I agree completely, some of them are just for props and show and sales. But, picts like I attached in my last post of Dorian and the pict of BigKev in his "Bicep Day" post, these are guys using the equipment and know what they're doing. There are several more out there you can find of actual workout shoots verses a mag spread shoot that shows the use of gloves, straps, belts, etc.


Here's the one's of Ronnie posted before...wearing gloves while working out.

http://www.anabolicreview.com/vbulle...&threadid=4314

----------


## Farmer

> _Originally posted by Manslaughter_ 
> *Okay, to each his own, but here's a question.
> What do all these guys have in common?
> 
> Flex Wheeler
> Dorian Yates
> Melvin Anthony
> Ronnie Coleman
> BigKev
> ...


Don't forget bro, those straps, belts and wraps etc.. have a name on them and whoever is wearing them is gonna get some money when that name comes up in a magazine. Oh btw an example from the "MAN" arnold, he almost trained naked! a pair of shorts and no shoes most the time.

peace

----------


## MrMuscle

I wear gloves on all exercises except deadlifts. i need chalk on that.

----------


## FromFleshtoSteel

i like callouses

----------


## LittleMeth

I always have gloves when lifting. But for dead lifts i like to use straps so my back gives out before my hands do. :Smilie:

----------


## Pitbull

Hi All

I have been lifting for a while and have never used gloves they just feel too un-nutural especially on curling movements . The only thing I use even for heavy deadlifts is resin - yellow crystal that you press to a fine powder in your fingers - just be sure to keep a small steel brush handy to clean the bar aftger your workout as the resin tends to get sticky from the sweat . I think one should keep in mind that all the lifting aids out there are the tools of the trade and that they all have their place and time . It is senseless tom stop a shrug when your grip fails and the traps haven't worked hard enough . Also a tip to remove calouses is to scrape them with an old razor just befor you get out of the bath . The skin is soft and will com off easily. Apply some cream afterward and you'll never have to worry about the ladies complaining

----------


## Steak Helmet

I occasionally use power grips. Other than that if the bar is slick, I grab some chalk. 


But usually nothing.

----------


## Sema

Never used something to lift dumbells and barbells. However, lately, the heavier i go, the more cramps i get in my handpalms when doing the dumbells.
So i'm considering gloves now, is there anyone who can give me some advice whether they would make the cramps less or give support to my hands ?
Thanks very much

greetz and respect
Semark

----------


## freakout

Wearing gloves do not make you look gay ... shaking your backside while lifting weights do!!!

 :LOL:  

Opps!!

I wear gloves...not all the time.. sometimes I agree they provide hindrances than help but to me they do provide a good grip sometimes..

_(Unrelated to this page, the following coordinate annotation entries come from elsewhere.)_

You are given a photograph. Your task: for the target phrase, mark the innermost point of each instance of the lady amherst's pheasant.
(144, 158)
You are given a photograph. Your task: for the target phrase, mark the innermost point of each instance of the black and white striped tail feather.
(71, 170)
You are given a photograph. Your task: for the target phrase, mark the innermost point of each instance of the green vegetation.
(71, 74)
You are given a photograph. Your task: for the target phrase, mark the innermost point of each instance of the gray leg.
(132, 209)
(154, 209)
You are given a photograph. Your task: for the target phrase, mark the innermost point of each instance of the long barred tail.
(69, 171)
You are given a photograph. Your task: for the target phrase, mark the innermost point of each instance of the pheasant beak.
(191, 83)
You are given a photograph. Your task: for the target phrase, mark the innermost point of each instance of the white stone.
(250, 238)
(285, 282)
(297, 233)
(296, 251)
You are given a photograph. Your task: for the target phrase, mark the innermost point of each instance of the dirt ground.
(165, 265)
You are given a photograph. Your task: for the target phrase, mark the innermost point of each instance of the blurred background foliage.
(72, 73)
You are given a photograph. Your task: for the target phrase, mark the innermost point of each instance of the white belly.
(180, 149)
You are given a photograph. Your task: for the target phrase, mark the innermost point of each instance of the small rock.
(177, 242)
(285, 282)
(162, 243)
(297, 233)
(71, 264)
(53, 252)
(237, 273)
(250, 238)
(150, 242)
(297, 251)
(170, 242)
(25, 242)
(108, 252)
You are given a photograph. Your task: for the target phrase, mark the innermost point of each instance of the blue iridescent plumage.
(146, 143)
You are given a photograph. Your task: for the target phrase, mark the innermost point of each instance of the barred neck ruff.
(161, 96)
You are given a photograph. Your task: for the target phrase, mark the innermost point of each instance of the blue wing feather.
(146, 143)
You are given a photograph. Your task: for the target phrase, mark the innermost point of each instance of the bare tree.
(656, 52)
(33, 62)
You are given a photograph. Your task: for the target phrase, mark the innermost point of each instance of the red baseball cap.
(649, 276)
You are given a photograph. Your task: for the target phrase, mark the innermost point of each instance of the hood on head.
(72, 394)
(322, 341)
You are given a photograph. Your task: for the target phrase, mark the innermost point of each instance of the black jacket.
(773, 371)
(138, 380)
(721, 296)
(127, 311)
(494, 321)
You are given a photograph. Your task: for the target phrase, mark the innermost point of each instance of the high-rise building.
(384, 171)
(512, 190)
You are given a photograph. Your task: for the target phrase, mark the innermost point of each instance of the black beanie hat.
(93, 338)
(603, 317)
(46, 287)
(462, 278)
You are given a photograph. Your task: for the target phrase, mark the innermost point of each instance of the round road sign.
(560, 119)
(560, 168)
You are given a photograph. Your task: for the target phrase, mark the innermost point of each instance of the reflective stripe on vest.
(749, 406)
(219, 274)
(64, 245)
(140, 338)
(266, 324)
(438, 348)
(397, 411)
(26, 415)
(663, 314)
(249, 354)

I still have a rough skin on my hands...thus the only help gloves provide for me is grip(by the way, the gyms here in my country do not have wraps or chalk for sale....so gloves or straps are the next alternatives...)

Too bad I am not from the States or the West... I would love to see how hardcore your gyms are... hopefully will bring a bagful of motivation and inspiration home...

----------


## Pheedno

Gloves

----------


## Lady Viking

I wear gloves.

----------


## Ermantroudt

In training:

Belt: On both Dynamic Days and on Maximum Effort BP Day
Wrist Wraps: Once in a while on Maximum Effort BP Day
Straps: Nope
Elbow Sleeves with Atomic Balm: Every Day (Damn Bicep Tendonitus :Cry:  )

In Meets:

SQ:Titan Boss Suit, NXG Briefs, Belt, TP5000 Knee Wraps
BP: Inzer EHPHD Shirt, Crain Genisis Wrist Wraps , Belt
DL: Crain Genisis DL Suit, NXG Briefs, Belt

Ermantroudt

----------


## Vegas Kid

I use gloves and a watch to time my rest between sets. Funny how some of you talk about lifting weight naturally and how you don't need any type of aid, but at the same time your taking a shit load of vitamins and supplements and\or gear. I think all those tools are just that...tools. They are there to help you achieve your goals. Just like certain machines or the ez curl bar for example, these are there to help you. I don't think gloves or even a belt during calf raises is "gay". Use whatever the fuck works for you and don't worry about others opinions.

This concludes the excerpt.